What had happened to the Araujo family, happened to the entire population of Timor. Everyone had a story and a near escape, but remarkably all of my friends were alive. If I had lived in Suai, in the Western part of East Timor, that definitely wouldn't have been the case. There were two months of terror that afflicted the entire population. For many East Timorese still held in camps in West Timor, the terror is continuing. What I couldn't help noticing most of all is that all the Timorese I knew were thinner and older. Those two months had changed them.

The remit of my visit, other than finding my friends, was to talk to the different activist groups like the students or the womens' groups and find out the issues concerning them. Most of them had nothing and needed basics like computers and paper and chairs and desks. Yet, it was remarkable they were managing with so little. Someone, who had visited many countries after crises, said that the Timorese were getting their country going with remarkable speed.

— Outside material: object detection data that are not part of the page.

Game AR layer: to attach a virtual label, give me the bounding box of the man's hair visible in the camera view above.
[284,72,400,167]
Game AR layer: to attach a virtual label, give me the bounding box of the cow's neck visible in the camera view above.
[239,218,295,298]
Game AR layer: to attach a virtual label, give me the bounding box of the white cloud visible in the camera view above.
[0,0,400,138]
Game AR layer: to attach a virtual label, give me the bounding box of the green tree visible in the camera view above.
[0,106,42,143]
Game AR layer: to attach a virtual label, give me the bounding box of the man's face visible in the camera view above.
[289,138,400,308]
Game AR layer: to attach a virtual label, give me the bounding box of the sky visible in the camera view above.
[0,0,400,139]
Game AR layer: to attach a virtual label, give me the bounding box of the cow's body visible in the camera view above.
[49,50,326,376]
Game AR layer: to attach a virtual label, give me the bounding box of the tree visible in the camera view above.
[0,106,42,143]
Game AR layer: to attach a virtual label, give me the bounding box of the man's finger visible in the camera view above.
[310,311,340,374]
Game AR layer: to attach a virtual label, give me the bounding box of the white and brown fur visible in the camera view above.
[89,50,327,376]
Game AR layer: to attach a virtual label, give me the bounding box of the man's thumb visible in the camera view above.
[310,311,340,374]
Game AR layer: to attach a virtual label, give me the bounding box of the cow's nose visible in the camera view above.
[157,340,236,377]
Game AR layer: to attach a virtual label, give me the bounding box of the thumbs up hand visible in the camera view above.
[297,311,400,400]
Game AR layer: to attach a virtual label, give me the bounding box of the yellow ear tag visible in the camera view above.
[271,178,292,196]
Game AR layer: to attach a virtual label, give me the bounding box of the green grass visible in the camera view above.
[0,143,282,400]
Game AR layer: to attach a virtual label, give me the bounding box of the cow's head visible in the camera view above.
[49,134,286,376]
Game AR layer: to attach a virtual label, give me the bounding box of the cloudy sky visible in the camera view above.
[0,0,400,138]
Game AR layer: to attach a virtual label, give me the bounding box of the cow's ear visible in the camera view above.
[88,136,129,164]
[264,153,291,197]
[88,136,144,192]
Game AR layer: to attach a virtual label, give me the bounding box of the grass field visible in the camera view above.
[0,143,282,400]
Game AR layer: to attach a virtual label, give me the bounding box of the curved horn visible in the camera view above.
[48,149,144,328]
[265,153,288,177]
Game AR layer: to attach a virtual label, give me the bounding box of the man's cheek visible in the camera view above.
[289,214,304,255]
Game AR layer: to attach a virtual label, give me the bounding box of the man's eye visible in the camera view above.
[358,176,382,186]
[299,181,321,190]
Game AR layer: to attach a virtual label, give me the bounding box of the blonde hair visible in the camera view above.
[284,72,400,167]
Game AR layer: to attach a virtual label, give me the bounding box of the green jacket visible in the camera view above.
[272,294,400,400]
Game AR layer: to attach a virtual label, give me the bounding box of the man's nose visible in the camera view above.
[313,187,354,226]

What made the visit doubly heart-warming to me was a realisation that there was a still a place for the East Timor Ireland Solidarity Campaign in Timor. While we can never fund these organisations to the same scale as the UN can, in many ways our support means more. We were with them before and they don't want us to forget them now.

I visited schools who were eager to get in contact with Irish students and practice their English. I met the Timorese scouts and they asked to me to contact the Irish scouts for them. Lito asked me to get him a dictionary. Our neighbour wants a walkman. It doesn't take much for us to help them and the small gesture means so much. One method of supporting the Timorese is by linking Irish schools to Timorese schools.

What they want to know most of all, in their new struggle to forge a new country, is that we have not forgotten them.